4- Le financement du dispositif
L’accès social à l’eau et à l’assainissement relève du droit commun et non de droits conditionnels, et doit être financé par la solidarité nationale (au sens large du terme) et non par la facture des abonnés. La CLCV n’acceptera pas que tout ou partie du prélèvement envisagé sur le budget des services soit répercuté sur les factures.
Le budget correspondant à la « part des charges » dans le calcul des aides au logement pourrait être abondé par le redéploiement des aides curatives actuelles et les économies de gestion engendrées, et en tant que de besoin, par les services publics locaux d’eau et d’assainissement ainsi que par un prélèvement sur les résultats des entreprises délégataires de missions de services publics.
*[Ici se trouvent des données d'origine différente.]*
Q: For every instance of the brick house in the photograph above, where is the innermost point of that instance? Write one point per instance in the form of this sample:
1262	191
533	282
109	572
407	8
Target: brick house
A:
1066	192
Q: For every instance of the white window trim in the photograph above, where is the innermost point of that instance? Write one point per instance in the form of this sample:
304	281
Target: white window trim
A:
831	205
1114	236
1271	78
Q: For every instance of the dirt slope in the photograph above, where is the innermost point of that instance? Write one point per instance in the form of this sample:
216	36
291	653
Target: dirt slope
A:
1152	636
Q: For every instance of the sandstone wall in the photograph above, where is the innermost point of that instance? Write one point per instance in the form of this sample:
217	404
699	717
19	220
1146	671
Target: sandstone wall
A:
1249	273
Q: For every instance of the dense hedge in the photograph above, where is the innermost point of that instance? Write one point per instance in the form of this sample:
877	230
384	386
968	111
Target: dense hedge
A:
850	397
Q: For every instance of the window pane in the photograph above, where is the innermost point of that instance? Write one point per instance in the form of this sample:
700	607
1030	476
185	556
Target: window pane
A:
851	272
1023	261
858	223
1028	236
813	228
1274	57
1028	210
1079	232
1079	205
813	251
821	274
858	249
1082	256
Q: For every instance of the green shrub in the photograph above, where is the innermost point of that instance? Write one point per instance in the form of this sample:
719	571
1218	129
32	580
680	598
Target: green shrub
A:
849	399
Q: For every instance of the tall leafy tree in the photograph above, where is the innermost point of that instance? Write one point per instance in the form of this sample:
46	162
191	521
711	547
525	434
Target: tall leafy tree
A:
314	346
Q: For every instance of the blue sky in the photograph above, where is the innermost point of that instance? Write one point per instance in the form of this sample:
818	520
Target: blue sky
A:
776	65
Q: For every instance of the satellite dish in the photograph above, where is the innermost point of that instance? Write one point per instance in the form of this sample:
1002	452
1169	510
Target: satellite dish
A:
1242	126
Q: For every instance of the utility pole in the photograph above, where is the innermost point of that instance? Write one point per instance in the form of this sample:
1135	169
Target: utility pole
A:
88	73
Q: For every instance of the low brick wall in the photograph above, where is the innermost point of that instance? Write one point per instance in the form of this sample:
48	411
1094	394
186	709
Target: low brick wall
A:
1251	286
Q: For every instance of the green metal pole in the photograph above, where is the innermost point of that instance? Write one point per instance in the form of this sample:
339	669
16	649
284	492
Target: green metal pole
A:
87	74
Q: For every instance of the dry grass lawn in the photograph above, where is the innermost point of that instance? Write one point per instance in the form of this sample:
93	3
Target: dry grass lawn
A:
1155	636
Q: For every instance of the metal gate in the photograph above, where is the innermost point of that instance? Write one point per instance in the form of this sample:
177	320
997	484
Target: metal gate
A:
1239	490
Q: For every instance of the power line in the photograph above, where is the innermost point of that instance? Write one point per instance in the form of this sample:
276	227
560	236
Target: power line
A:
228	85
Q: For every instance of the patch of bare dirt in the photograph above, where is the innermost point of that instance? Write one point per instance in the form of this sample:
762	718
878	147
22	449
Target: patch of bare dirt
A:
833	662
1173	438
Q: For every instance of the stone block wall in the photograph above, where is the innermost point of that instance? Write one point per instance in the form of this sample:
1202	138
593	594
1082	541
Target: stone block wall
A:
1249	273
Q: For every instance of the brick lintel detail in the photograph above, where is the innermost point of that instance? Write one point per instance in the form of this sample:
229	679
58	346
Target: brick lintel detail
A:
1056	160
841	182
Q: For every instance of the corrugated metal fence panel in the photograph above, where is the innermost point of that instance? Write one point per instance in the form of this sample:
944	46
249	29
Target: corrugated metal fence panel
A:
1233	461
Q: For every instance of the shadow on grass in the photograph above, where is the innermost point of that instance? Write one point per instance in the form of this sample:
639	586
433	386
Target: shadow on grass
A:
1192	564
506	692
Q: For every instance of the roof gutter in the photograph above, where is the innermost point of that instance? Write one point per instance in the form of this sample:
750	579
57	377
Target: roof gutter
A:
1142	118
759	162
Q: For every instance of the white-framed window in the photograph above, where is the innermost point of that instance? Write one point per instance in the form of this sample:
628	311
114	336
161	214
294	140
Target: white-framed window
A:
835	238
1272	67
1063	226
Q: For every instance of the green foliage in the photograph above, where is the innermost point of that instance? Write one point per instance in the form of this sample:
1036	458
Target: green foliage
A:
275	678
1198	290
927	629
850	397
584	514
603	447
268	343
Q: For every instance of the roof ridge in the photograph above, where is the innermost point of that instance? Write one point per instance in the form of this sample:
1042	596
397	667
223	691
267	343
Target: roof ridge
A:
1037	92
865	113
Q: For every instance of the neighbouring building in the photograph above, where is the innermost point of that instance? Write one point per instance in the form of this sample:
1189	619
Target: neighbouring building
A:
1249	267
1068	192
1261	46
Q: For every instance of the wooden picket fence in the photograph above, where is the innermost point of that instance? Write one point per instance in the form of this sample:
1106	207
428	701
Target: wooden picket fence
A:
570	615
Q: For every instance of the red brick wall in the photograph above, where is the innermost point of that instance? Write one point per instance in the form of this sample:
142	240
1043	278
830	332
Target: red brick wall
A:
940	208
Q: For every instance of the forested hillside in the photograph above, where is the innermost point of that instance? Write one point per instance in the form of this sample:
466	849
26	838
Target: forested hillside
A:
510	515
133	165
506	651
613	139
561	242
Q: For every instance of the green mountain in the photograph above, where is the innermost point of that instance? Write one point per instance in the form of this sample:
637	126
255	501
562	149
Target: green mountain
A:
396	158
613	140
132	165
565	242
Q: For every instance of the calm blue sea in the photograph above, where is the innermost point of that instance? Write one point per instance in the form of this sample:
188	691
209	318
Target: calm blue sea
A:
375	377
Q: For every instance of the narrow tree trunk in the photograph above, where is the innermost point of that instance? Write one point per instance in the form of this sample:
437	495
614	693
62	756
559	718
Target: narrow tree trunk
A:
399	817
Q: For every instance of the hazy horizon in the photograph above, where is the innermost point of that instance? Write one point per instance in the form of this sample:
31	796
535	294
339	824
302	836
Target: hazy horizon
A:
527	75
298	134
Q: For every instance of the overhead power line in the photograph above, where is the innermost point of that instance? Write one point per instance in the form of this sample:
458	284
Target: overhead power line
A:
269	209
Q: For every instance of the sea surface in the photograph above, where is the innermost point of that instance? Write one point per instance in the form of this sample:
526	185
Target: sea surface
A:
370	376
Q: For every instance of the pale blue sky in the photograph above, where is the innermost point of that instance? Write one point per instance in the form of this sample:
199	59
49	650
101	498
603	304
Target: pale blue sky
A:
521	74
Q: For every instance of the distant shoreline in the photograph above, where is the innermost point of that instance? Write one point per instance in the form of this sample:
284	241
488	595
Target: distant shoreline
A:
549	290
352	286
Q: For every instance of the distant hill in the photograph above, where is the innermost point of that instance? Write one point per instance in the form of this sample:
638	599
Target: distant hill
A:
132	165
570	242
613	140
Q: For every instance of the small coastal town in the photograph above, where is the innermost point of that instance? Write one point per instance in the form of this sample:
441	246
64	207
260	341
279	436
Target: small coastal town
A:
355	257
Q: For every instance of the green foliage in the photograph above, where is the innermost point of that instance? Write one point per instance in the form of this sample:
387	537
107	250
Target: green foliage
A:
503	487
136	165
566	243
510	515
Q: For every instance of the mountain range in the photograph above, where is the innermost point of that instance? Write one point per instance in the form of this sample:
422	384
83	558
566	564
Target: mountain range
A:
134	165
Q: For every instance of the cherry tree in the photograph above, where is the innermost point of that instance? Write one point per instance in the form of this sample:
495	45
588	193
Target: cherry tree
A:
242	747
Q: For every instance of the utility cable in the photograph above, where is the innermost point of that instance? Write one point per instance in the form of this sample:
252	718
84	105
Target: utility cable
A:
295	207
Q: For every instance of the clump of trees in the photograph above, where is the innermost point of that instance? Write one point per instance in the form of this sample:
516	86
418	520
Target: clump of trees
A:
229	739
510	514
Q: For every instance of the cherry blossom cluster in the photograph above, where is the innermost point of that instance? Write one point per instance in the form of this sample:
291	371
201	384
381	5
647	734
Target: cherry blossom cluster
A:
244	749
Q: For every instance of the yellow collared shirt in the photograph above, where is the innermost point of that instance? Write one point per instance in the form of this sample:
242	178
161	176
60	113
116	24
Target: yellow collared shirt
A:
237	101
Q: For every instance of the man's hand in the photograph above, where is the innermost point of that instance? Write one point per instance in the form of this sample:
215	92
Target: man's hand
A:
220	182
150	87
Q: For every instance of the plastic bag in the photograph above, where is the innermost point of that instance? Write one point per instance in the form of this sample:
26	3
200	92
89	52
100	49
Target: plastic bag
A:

Pour information, la CLCV fait la même proposition dans le cadre de son approche globale, pour les services d’énergie, de déchets ménagers, ainsi qu’une contribution des fournisseurs d’accès aux télécommunications et au multimédia, et des assureurs proposant des contrats multirisques habitation.
Elle est d’accord pour que ces financements soient versés au fonds national d’aide au logement (FNAL) chargé de financer l’aide personnalisée au logement pour ce qui concerne la partie allocation préventive.
En ce qui concerne le volet curatif, elle estime que la faible part que représenteraient les impayés résiduels, pourrait être prise en charge directement par chaque service. De nombreuses études montrent les marges de progrès encore possibles en matière de réduction des coûts de gestion pour que cela permette largement d’assumer cette charge.